Over the next two weeks, the Savannah Bicycle Campaign and the Coastal Region Metropolitan Planning Organization conduct pedestrian and bicycle counts at locations in Savannah and elsewhere in Chatham County. The data gathered is critically important. We need volunteers to help gather this crucial information.
Jane Love, a transportation planner at the CORE MPO, said the information collected by citizen volunteers is used for a variety of purposes, including “before and after” comparisons that can identify changes in traffic patterns resulting from infrastructure improvements such as new sidewalks or bike lanes.
For example, Love said past counts revealed bike traffic on Price and Habersham streets suggest the Price Street Bike Lane “attracts some southbound trips off of Habersham Street but also attracts some new trips that weren’t captured previously in the selected count locations.”
Conducting counts can also reveal the presence of people on bikes and on foot in places where some may presume they are not likely to be, Love said.
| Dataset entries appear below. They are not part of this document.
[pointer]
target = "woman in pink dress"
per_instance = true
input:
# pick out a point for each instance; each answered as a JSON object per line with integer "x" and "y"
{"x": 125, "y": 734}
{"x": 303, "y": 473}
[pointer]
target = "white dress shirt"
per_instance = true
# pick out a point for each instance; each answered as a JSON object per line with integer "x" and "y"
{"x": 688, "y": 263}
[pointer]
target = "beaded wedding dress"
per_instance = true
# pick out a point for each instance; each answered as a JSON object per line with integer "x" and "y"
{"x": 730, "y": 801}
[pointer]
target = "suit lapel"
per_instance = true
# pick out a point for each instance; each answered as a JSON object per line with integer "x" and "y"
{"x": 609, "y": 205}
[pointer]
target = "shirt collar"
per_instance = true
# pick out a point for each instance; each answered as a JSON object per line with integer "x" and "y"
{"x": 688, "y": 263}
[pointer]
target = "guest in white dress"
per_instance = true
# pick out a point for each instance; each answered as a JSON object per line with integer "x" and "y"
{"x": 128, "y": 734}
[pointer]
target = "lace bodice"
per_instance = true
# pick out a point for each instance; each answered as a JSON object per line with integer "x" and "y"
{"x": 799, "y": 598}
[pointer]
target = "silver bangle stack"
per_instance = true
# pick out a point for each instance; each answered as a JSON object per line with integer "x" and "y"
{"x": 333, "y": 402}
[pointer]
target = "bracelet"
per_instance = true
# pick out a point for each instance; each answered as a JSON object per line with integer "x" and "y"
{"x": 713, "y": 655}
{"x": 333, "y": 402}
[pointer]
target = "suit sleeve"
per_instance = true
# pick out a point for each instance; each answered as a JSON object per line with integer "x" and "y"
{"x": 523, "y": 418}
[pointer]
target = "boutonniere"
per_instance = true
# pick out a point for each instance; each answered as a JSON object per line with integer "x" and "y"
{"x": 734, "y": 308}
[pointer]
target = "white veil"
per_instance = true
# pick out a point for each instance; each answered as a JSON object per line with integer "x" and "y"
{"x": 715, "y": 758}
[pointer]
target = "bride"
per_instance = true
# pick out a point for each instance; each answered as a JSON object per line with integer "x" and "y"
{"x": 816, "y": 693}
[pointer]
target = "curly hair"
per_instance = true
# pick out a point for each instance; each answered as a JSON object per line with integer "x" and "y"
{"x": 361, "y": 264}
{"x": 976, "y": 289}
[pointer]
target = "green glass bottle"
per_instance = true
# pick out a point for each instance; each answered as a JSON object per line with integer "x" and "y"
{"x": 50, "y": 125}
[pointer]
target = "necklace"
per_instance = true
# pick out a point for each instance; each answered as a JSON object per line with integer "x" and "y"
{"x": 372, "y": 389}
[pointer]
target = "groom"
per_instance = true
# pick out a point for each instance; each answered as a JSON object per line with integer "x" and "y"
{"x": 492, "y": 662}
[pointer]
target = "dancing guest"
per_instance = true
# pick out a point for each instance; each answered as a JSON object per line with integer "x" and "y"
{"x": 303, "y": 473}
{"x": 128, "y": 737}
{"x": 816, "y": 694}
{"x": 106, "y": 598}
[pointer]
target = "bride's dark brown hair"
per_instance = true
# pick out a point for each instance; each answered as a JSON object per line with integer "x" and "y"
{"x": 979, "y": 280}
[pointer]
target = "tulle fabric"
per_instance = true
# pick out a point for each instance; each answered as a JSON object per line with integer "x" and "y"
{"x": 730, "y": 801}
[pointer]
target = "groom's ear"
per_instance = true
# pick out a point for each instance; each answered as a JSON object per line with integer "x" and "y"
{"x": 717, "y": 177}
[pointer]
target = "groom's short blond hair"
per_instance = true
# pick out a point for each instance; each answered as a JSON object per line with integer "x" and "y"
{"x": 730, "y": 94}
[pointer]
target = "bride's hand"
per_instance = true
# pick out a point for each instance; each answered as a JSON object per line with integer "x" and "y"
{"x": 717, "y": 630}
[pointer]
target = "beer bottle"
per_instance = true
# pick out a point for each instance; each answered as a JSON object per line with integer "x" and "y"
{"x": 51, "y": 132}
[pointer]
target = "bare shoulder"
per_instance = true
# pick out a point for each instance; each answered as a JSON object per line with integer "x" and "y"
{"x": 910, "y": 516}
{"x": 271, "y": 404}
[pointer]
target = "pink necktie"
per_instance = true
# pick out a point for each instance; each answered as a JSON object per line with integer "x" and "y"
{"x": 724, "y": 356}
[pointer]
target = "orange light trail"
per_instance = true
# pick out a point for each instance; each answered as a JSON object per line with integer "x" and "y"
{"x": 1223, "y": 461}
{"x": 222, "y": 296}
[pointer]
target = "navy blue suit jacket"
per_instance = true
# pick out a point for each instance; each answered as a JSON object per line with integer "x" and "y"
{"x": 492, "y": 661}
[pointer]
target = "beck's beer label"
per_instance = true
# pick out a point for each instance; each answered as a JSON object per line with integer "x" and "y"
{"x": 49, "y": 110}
When new infrastructure is proposed, sometimes residents question the need by claiming they never see people walking or riding bikes, and don’t dare to do so themselves. Because of this tendency to underestimate bicycle and pedestrian trips “that are in fact occurring in spite of bad conditions,” Love said, data is helpful in ensuring that “decisions are not based on conjecture.”
The information gathered during the counts is also used beyond Savannah, through an effort called the National Bicycle and Pedestrian Documentation Project.